= Ming presentation porcelain =

Historic Chinese pottery

Reverse view

Ming presentation porcelain was a variety of high quality Chinese porcelain items included among the gifts exchanged in foreign relations during the Ming Dynasty. Among the great number and variety of Chinese ceramics found in Thailand and greater Southeast Asia is a variety that closely resembles Ming official ware in its use of dragon and phoenix motifs and high quality materials with workmanship.
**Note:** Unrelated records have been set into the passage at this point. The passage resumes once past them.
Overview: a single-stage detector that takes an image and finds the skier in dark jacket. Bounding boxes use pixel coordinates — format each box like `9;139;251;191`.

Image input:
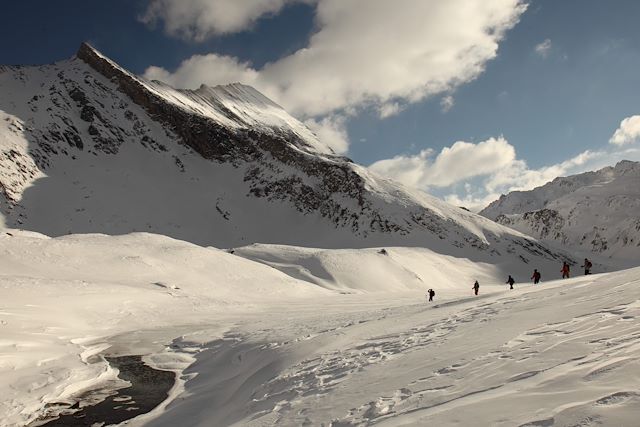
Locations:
531;269;541;284
582;258;593;275
506;275;515;290
427;288;435;302
561;262;570;279
472;280;480;295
The scholar Liu Liangyou in an article entitled “Chinese Ceramics Excavated in Thailand” in the 49th issue of the National Palace Museum Monthly of Chinese Art, suggested that such finely executed ceramics could only be products of an official workshop and part of the gift system in place for Ming Dynasty foreign relations. Liang quotes the Ming Dynastic History (Mingshi) 339th chapter for Champa and Cambodia (Zhancheng Zhenla zhuan) for the year 1383. The Ming court presented Siam (Thailand) nineteen thousand items of ceramic ware. Three years later it is also noted that the court presented Cambodia with an unspecified quantity of ceramic items. We can assume that the number of items was significant also and the time period for such exchanged continued at least through the early Ming dynastic period.

The blue-and-white phoenix dish reproduced here, and discovered in Southeast Asia, is identical to the example in the Boston Museum of Fine Arts, dated mid 15th century.

==Xuande mark and period==
Within all periods of the Ming Dynasty, the Xuande mark and period (1426-35) is often considered to be one of the most sophisticated periods in the history of Chinese Blue and White porcelain crafts.